Cuando regresó a casa después de recibir la carta, una criatura diminuta y poco atractiva estaba acunada en los brazos de su hermana.

Fue la primera vez que Barnetsa vio a su hermana sonriendo tan pacíficamente.

—Sujétalo. Es hora de devolverle el favor de haber sido criado por mí.

Su hermana sonrió y le entregó a su hijo.

Sosteniendo vacilante al bebé, Barnetsa sintió el calor corporal único y cálido a través de la ropa fina.

Su corazón se hundió. Entonces se dio cuenta.

Criarlo no fue solo un sacrificio por su hermana. Fue amor, irresistible e innegable.

—¿No es adorable?

—…No, realmente no.

A pesar de sus quejas, no podía apartar los ojos del pequeño ser.

La felicidad duró poco.

Años después, una plaga azotó la zona. Cada segunda o tercera casa celebraba un funeral. El hogar de Barnetsa no fue la excepción. Finalmente, el médico declaró que no había esperanza para su hermana.

—Hermana, no te preocupes por él. Lo cuidaré bien. Mejor que como me criaste.

—No.

Su hermana sonrió débilmente y le acarició la mejilla, enjugando sus lágrimas con su mano demacrada.

—No. Simplemente… vive tu vida.

Esas fueron sus últimas palabras. Frente al ataúd de su hermana, hizo una promesa.

—Cuidar a este niño es la vida que quiero vivir.

Fiel a la promesa que le hizo a su hermana, siempre hizo lo mejor que pudo.

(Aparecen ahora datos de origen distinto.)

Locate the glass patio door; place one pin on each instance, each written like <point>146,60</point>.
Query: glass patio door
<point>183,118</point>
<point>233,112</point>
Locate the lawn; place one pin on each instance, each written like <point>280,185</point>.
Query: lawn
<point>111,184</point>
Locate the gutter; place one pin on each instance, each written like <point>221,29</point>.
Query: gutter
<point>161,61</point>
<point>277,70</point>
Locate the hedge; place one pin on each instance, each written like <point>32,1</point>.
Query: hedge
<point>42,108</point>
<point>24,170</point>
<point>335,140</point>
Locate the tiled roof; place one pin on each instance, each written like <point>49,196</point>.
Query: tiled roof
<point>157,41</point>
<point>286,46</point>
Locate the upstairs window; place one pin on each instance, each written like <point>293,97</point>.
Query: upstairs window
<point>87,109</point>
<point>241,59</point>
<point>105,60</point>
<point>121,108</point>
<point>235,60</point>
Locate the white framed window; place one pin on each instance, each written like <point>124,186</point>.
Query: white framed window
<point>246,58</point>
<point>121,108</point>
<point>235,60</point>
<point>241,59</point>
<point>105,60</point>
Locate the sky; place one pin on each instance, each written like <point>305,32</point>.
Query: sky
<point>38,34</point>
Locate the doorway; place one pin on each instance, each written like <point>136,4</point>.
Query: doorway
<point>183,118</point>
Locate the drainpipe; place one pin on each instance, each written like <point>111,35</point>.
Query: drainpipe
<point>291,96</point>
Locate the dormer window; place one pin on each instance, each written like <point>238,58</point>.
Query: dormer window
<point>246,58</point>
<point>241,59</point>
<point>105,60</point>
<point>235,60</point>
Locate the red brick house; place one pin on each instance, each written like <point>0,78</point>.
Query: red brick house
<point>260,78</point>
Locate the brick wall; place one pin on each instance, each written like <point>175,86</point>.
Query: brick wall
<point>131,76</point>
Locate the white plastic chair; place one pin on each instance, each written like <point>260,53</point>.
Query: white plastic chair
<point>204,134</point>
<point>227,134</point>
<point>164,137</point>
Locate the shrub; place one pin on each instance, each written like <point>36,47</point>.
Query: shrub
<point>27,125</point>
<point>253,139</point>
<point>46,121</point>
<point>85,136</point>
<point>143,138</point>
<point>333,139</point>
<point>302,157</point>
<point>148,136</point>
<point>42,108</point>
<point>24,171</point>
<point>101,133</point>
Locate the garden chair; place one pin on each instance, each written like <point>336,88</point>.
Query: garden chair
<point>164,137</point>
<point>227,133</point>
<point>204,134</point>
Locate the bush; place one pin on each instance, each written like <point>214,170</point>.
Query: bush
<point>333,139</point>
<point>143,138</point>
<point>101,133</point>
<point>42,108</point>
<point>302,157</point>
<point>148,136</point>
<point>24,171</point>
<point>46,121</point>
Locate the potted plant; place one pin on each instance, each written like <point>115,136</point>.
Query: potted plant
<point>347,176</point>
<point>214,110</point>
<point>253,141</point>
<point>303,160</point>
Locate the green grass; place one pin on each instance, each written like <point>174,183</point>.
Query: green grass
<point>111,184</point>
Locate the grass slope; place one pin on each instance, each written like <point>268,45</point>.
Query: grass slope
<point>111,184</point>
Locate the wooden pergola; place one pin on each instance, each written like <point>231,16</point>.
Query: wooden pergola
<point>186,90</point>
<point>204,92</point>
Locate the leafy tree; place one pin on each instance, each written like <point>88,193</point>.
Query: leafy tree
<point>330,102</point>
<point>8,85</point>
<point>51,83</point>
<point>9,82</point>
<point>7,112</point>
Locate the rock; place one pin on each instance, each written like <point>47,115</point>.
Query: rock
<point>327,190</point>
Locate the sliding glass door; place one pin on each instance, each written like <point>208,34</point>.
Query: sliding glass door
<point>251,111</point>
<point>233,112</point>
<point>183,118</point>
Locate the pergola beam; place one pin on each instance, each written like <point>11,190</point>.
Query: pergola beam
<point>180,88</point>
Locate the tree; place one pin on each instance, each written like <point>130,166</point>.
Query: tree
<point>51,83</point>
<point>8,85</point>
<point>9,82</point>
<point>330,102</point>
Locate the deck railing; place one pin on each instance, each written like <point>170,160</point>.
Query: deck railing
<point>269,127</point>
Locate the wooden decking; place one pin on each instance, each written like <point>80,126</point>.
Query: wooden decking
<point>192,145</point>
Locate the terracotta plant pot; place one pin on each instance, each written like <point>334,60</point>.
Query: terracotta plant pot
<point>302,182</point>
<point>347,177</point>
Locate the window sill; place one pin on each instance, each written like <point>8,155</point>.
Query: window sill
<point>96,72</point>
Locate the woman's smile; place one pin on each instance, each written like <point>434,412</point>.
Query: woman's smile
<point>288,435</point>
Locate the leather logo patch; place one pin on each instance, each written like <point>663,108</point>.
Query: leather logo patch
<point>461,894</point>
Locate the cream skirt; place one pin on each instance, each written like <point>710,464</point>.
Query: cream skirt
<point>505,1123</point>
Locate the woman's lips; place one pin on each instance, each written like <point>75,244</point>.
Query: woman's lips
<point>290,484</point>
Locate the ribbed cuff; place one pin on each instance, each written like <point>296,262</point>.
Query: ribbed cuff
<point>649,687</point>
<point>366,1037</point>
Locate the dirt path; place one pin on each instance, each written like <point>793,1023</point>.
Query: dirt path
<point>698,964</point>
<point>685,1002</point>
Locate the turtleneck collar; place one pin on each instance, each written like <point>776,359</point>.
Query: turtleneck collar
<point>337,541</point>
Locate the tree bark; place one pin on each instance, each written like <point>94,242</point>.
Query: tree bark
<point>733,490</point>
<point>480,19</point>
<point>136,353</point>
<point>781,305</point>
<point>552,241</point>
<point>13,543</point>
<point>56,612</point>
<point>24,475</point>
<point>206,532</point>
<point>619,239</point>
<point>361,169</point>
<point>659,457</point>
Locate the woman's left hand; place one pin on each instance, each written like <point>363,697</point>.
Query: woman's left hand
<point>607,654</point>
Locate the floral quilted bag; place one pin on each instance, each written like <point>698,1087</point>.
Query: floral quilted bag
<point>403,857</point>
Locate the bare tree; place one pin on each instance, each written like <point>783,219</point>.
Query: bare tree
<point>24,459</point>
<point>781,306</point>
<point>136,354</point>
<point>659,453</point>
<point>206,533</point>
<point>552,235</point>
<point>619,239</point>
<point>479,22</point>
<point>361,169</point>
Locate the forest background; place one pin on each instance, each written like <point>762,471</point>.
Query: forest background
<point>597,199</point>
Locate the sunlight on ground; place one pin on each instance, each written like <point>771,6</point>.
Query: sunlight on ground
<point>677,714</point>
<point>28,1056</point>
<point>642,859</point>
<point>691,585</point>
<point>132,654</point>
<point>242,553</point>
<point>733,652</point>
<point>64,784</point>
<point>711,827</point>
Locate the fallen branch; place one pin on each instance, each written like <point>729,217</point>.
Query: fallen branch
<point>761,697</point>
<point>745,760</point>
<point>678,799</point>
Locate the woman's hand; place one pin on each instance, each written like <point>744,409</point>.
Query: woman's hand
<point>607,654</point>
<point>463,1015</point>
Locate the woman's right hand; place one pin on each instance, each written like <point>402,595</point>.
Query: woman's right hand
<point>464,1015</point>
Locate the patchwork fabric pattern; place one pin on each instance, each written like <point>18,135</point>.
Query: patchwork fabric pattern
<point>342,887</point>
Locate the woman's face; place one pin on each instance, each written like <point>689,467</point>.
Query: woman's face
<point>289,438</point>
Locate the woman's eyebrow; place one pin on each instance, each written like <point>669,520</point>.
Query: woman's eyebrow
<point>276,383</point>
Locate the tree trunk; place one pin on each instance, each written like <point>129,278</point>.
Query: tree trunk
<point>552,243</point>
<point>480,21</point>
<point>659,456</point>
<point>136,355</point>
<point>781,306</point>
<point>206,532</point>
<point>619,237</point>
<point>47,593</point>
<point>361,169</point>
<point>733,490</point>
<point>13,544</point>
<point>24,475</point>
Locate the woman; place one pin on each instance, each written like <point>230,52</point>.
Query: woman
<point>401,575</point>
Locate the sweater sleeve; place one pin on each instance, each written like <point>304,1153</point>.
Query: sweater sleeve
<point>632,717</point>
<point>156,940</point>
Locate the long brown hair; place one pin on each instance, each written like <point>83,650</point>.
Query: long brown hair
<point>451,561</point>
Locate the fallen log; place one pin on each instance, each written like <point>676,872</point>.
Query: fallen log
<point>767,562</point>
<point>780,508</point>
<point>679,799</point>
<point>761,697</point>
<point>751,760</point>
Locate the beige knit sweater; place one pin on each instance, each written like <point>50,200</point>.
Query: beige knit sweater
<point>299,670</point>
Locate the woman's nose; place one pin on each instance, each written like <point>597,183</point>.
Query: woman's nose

Aunque no fuera un guardián tan perfecto como su hermana, quería ser al menos la mitad de bueno.

Cada vez que su sobrino llegaba a casa llorando porque lo acosaban, agarraba una espada de madera, más resistente que un cucharón, y perseguía a los acosadores para darles una lección.

Lo había criado con tanto cuidado.

Sin embargo, el imperio le quitó la vida a ese niño.

Dietrian fue quien lo empujó hacia adelante.